After months of separation from their schools and teachers, the vast majority of K-12 students could derive some benefit from either individual or small-group instruction. But that urgent necessity must coexist alongside the reality of a coronavirus resurgence that has pushed school reopenings further into the fall. A halting or scattershot reopening — New York City, the country’s largest school district, has pushed back the beginning of in-person classes to Sept. 21 — would make it almost impossible to convene regular, in-person sessions led by adults with more than cursory training in education.

Cost also presents a clear obstacle. The massive shock of the COVID recession, which has caused the economy to shrink faster than it has in decades, will impose financial shortfalls on every school district in the country. Even expecting those districts to retain their current staff and programs would be Pollyannaish in the absence of a huge infusion of federal assistance; asking them to hire thousands of new employees would be even less realistic.

One solution that has recently gained attention is the idea of a national tutoring corps, likely funded by the federal government and drawn from the ranks of college students or the unemployed. Kraft touted the idea long before millions of potential tutors found themselves out of work, arguing that policymakers could work within “the real financial limitations that districts are facing” while still providing vital help to struggling students. Even in the absence of highly experienced or credentialed instructors, he said, strong leadership and program design could generate worthwhile results.

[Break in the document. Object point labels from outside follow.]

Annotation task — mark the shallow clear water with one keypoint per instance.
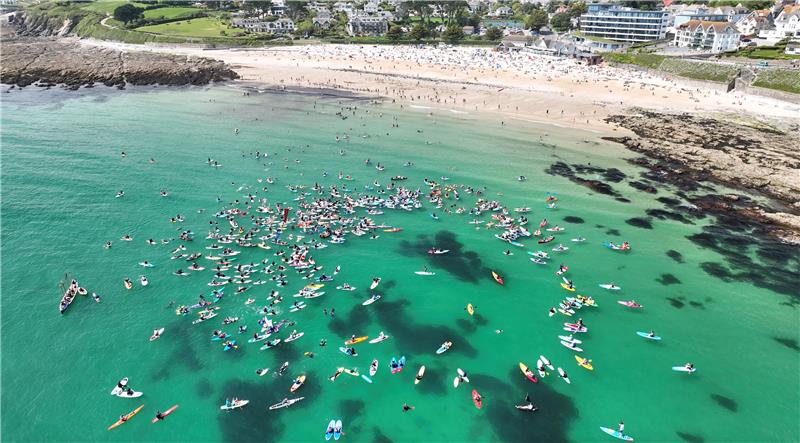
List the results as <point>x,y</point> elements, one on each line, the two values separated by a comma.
<point>61,167</point>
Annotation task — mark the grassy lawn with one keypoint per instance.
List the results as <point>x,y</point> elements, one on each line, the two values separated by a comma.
<point>698,70</point>
<point>198,27</point>
<point>170,13</point>
<point>786,80</point>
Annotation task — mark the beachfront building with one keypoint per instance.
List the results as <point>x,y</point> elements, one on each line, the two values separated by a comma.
<point>281,26</point>
<point>360,25</point>
<point>708,36</point>
<point>613,22</point>
<point>754,22</point>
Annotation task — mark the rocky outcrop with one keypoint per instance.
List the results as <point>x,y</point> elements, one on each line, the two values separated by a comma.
<point>687,150</point>
<point>49,62</point>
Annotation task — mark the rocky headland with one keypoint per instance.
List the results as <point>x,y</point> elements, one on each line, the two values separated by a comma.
<point>686,150</point>
<point>48,62</point>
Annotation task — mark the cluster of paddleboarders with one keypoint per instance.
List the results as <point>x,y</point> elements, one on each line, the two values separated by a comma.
<point>322,216</point>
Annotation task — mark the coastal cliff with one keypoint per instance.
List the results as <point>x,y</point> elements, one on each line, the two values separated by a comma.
<point>685,149</point>
<point>49,62</point>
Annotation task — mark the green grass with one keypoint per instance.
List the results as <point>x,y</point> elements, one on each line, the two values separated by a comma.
<point>646,60</point>
<point>699,70</point>
<point>198,27</point>
<point>170,13</point>
<point>787,80</point>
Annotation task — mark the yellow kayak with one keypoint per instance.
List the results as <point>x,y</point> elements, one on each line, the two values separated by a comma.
<point>127,417</point>
<point>585,363</point>
<point>356,340</point>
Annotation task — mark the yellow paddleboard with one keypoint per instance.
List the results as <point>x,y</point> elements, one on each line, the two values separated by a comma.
<point>587,365</point>
<point>356,340</point>
<point>128,416</point>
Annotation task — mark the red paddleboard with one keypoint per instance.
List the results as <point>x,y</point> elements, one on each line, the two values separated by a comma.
<point>497,278</point>
<point>476,398</point>
<point>165,413</point>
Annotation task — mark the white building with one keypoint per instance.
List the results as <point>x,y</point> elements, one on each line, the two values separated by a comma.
<point>709,36</point>
<point>617,23</point>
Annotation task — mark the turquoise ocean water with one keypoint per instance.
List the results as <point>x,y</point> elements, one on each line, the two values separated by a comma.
<point>61,167</point>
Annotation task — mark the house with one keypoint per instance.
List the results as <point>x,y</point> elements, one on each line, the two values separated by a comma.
<point>754,22</point>
<point>711,36</point>
<point>367,25</point>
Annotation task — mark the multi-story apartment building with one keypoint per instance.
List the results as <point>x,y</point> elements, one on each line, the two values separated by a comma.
<point>614,22</point>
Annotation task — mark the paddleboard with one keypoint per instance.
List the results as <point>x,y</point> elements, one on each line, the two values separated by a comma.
<point>616,434</point>
<point>420,374</point>
<point>647,335</point>
<point>164,414</point>
<point>128,416</point>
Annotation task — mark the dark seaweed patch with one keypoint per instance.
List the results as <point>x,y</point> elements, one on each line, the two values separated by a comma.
<point>691,438</point>
<point>642,186</point>
<point>675,303</point>
<point>550,423</point>
<point>462,264</point>
<point>788,342</point>
<point>668,279</point>
<point>675,255</point>
<point>725,402</point>
<point>639,222</point>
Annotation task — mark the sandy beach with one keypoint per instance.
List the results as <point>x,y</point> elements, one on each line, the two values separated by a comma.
<point>463,79</point>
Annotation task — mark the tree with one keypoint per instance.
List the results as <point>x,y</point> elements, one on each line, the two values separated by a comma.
<point>561,22</point>
<point>537,20</point>
<point>493,33</point>
<point>395,32</point>
<point>418,32</point>
<point>127,13</point>
<point>453,33</point>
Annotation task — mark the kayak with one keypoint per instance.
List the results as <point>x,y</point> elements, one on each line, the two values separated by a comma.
<point>120,384</point>
<point>125,394</point>
<point>298,382</point>
<point>127,417</point>
<point>527,372</point>
<point>546,362</point>
<point>563,375</point>
<point>337,430</point>
<point>156,334</point>
<point>569,339</point>
<point>647,335</point>
<point>356,340</point>
<point>420,374</point>
<point>540,368</point>
<point>379,339</point>
<point>371,300</point>
<point>497,278</point>
<point>571,346</point>
<point>476,398</point>
<point>616,434</point>
<point>164,414</point>
<point>585,363</point>
<point>329,429</point>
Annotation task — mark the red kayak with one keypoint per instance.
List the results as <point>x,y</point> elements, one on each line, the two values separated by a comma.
<point>497,278</point>
<point>164,414</point>
<point>476,398</point>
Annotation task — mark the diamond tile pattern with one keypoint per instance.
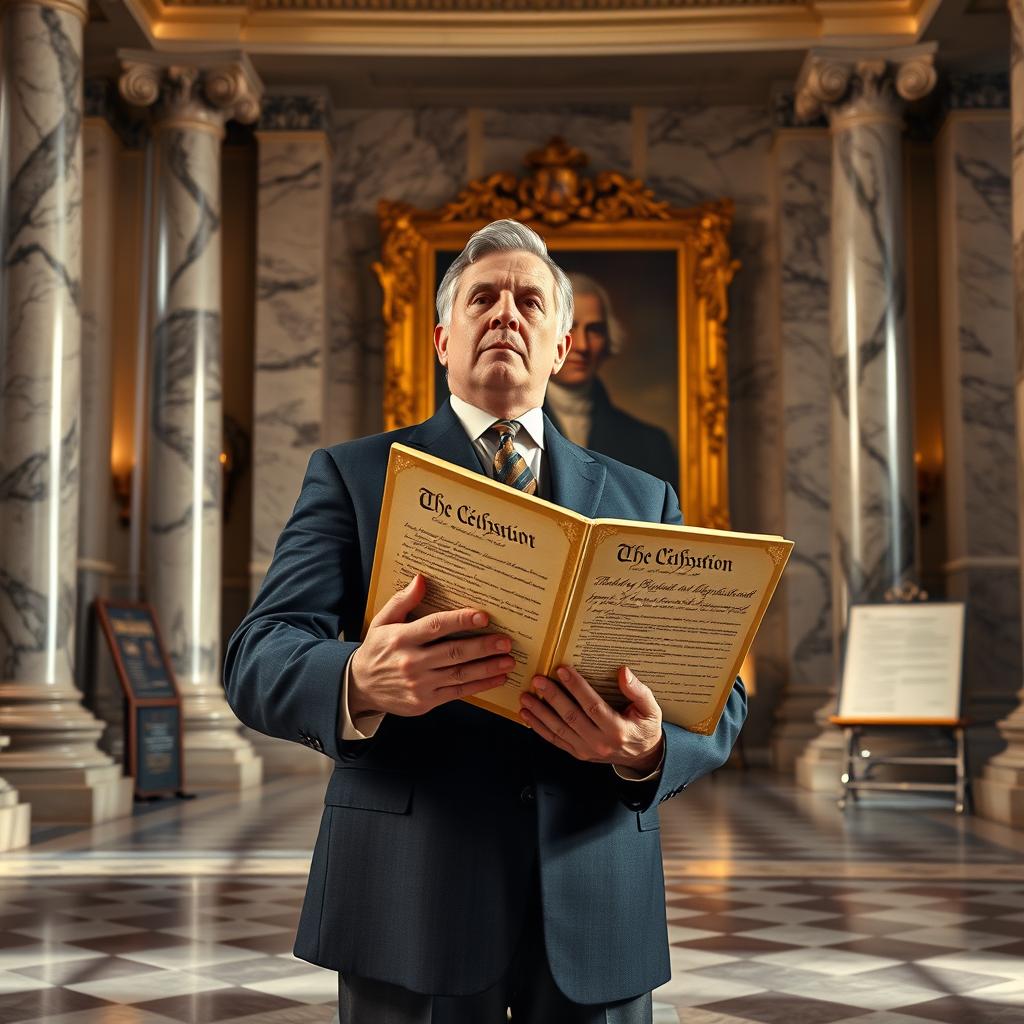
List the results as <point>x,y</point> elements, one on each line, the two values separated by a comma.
<point>909,927</point>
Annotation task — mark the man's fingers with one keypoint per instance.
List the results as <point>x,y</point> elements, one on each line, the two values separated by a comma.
<point>457,650</point>
<point>457,690</point>
<point>641,696</point>
<point>470,672</point>
<point>442,624</point>
<point>595,707</point>
<point>401,603</point>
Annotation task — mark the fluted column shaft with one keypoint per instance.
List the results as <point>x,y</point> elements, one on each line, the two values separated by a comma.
<point>40,339</point>
<point>873,494</point>
<point>182,534</point>
<point>803,173</point>
<point>999,793</point>
<point>291,337</point>
<point>101,148</point>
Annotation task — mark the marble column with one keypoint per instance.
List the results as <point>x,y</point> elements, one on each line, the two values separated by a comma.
<point>291,337</point>
<point>803,177</point>
<point>101,148</point>
<point>999,792</point>
<point>978,436</point>
<point>873,488</point>
<point>183,516</point>
<point>52,757</point>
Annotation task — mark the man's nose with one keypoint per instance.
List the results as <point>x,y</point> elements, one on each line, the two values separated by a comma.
<point>506,313</point>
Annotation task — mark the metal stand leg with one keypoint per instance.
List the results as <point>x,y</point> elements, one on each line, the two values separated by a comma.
<point>961,771</point>
<point>849,773</point>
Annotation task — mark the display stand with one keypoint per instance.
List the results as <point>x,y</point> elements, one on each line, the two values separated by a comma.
<point>153,705</point>
<point>857,757</point>
<point>901,676</point>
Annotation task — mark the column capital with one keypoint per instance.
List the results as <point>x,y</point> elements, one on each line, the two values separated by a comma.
<point>79,8</point>
<point>853,85</point>
<point>196,91</point>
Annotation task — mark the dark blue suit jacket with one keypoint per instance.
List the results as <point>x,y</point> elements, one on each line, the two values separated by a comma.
<point>434,829</point>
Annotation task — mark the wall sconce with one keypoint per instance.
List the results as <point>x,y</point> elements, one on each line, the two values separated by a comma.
<point>122,492</point>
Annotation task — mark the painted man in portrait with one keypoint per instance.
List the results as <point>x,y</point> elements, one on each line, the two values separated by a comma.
<point>578,401</point>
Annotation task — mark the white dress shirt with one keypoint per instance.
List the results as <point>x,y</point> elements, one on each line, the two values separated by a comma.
<point>528,442</point>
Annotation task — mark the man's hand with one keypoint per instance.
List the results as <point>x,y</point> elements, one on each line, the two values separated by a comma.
<point>410,668</point>
<point>574,718</point>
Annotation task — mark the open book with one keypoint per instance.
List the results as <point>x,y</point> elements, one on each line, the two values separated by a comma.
<point>678,604</point>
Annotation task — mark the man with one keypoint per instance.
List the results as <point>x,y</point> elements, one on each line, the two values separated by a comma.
<point>466,864</point>
<point>578,402</point>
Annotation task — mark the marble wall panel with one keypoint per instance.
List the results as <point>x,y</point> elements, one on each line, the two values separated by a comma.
<point>416,156</point>
<point>979,421</point>
<point>804,181</point>
<point>288,410</point>
<point>604,133</point>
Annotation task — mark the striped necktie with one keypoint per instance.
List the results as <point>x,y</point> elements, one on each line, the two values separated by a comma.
<point>509,466</point>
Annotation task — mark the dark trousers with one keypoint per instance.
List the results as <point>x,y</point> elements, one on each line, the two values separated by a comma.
<point>526,988</point>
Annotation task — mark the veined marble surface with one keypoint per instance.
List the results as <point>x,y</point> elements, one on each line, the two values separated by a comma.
<point>416,156</point>
<point>288,413</point>
<point>604,133</point>
<point>40,347</point>
<point>804,181</point>
<point>873,488</point>
<point>980,437</point>
<point>982,388</point>
<point>184,473</point>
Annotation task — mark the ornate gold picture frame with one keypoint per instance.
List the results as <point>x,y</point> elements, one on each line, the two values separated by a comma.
<point>608,213</point>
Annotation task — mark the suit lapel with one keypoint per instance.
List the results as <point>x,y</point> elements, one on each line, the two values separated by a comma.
<point>577,480</point>
<point>442,435</point>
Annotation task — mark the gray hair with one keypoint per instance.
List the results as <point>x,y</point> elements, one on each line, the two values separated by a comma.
<point>583,284</point>
<point>505,237</point>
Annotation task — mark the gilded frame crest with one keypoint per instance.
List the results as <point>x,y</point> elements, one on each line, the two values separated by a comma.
<point>573,212</point>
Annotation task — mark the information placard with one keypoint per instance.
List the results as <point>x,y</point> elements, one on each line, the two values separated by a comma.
<point>153,707</point>
<point>903,662</point>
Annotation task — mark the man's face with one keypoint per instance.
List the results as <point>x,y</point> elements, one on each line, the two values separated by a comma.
<point>503,342</point>
<point>590,342</point>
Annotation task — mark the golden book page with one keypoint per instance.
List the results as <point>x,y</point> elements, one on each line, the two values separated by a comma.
<point>679,605</point>
<point>480,545</point>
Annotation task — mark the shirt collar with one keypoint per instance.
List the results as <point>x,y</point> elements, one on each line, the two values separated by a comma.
<point>477,421</point>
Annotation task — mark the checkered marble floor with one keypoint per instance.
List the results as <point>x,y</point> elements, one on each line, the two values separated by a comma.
<point>781,910</point>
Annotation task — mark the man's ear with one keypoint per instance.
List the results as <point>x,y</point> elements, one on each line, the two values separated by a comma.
<point>440,344</point>
<point>561,351</point>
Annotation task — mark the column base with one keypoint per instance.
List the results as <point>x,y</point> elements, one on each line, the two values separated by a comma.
<point>235,768</point>
<point>14,819</point>
<point>78,796</point>
<point>998,795</point>
<point>281,757</point>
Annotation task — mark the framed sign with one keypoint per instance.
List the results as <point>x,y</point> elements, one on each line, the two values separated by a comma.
<point>649,285</point>
<point>903,663</point>
<point>153,706</point>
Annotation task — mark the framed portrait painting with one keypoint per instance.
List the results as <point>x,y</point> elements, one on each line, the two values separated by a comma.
<point>645,380</point>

“I think we over-focus on who’s the tutor and under-focus on what are the program structures in which tutors are working,” Kraft said. “We can reduce costs — perhaps not for the biggest return possible, but for a very meaningful return — by having more affordable tutoring models with volunteers and college students working for more affordable wages. And then we maintain efficacy by thinking about structure.”

Another possible answer to the twin dilemmas of health risk and funding would be to pair a tutoring program with proven virtual learning platforms like Khan Academy. In that arrangement, Oreopoulos explained, the tutor’s work would focus more on troubleshooting students’ questions and monitoring the progress of their online lessons, allowing them to interact with more students less frequently.

Although the research gives encouraging news, the challenges of coordination and scale are significant. Compared with districts’ capacities to act, Oreopoulos said, the need for greater services is “heartbreaking.”

“The logistics of setting this up on the kind of scale we need to to address the problem is more complicated than we initially realized. To try to set this up and deal with the operational challenges of making it easy for the students to actually receive the help, to ensure safety, to find the right match — the progress can be slower than we’d like.”